外苑前「フロリレージュ」(2015年9月)  

 シルバーウィーク関西からの刺客を迎えての第二試合は、このブログではお馴染みになった外苑前の「フロリレージュ」へ。
 ブログやFBのおかげで、在関西の料理人やグルメな方達と知己になる事が出来たが、彼・彼女達が東京で「行ってみたい」と、一番関心を寄せているのがこのフロリレージュだろう、これは一種の「ないものねだり」もあると思う、私が関西でレストランを選ぶ時に、念頭に置くのが「東京にない店」で、「オテル・ド・ヨシノ」「コーイン」「びすとろぽたじぇ」はまさにそれ(笑)。同様に関西のグルメ達は「地元にない店」に興味を惹かれるのだと思う、私の知る限りでは、関西には現在の「フロリレージュ」に似た店はない、ご希望とあれば見せない訳にはいかない(笑)。

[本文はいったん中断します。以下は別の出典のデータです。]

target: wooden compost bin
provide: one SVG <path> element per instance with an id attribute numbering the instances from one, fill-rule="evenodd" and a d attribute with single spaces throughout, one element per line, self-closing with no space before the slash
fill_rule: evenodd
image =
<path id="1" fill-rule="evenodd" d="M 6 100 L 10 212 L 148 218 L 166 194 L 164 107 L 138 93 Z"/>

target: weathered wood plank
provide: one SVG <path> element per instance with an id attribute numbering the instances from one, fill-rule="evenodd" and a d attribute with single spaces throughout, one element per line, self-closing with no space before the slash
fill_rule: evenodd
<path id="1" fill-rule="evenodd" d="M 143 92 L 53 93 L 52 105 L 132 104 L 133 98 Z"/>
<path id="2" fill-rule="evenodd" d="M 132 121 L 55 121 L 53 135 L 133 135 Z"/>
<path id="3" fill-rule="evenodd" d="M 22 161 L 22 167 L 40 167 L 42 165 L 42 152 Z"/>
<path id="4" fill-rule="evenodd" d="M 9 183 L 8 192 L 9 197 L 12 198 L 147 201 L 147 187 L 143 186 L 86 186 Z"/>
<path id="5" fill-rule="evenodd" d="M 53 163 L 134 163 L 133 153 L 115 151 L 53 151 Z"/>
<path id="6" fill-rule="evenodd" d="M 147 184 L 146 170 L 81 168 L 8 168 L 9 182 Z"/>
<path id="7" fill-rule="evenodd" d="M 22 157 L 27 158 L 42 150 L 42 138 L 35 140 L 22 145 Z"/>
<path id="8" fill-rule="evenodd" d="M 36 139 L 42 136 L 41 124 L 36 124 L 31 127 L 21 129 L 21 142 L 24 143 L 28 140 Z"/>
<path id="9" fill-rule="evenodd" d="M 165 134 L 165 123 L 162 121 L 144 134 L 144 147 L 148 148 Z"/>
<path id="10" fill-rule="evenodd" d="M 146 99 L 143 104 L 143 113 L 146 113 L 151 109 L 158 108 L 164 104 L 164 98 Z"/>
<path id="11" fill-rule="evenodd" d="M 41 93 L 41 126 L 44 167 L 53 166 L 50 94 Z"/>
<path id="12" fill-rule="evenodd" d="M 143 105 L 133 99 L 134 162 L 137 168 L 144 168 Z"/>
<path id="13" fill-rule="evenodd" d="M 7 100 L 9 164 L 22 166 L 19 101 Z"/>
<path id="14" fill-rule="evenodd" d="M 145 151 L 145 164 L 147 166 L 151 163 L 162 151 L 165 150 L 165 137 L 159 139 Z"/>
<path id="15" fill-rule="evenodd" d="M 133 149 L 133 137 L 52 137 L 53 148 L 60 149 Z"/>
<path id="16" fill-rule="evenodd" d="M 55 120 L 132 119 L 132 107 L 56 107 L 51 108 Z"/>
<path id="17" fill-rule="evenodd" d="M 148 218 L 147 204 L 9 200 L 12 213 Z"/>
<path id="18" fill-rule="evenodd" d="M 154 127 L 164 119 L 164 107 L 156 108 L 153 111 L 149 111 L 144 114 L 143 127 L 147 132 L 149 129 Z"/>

 超人気店なので予約には毎回困難さもあるが、そこを何とかクリアして刺客達と外苑前駅で待ち合わせ店へ向かう、いつも夜は人で賑わう外苑前駅から熊野神社までの細い道は、日曜夜のためひっそりとしていた。開店時間前に着いてしまったので、店の入ったビル前にあるドッグフード専門店?を見学するがさすがは青山だ、ドッグフードまで高級(笑)。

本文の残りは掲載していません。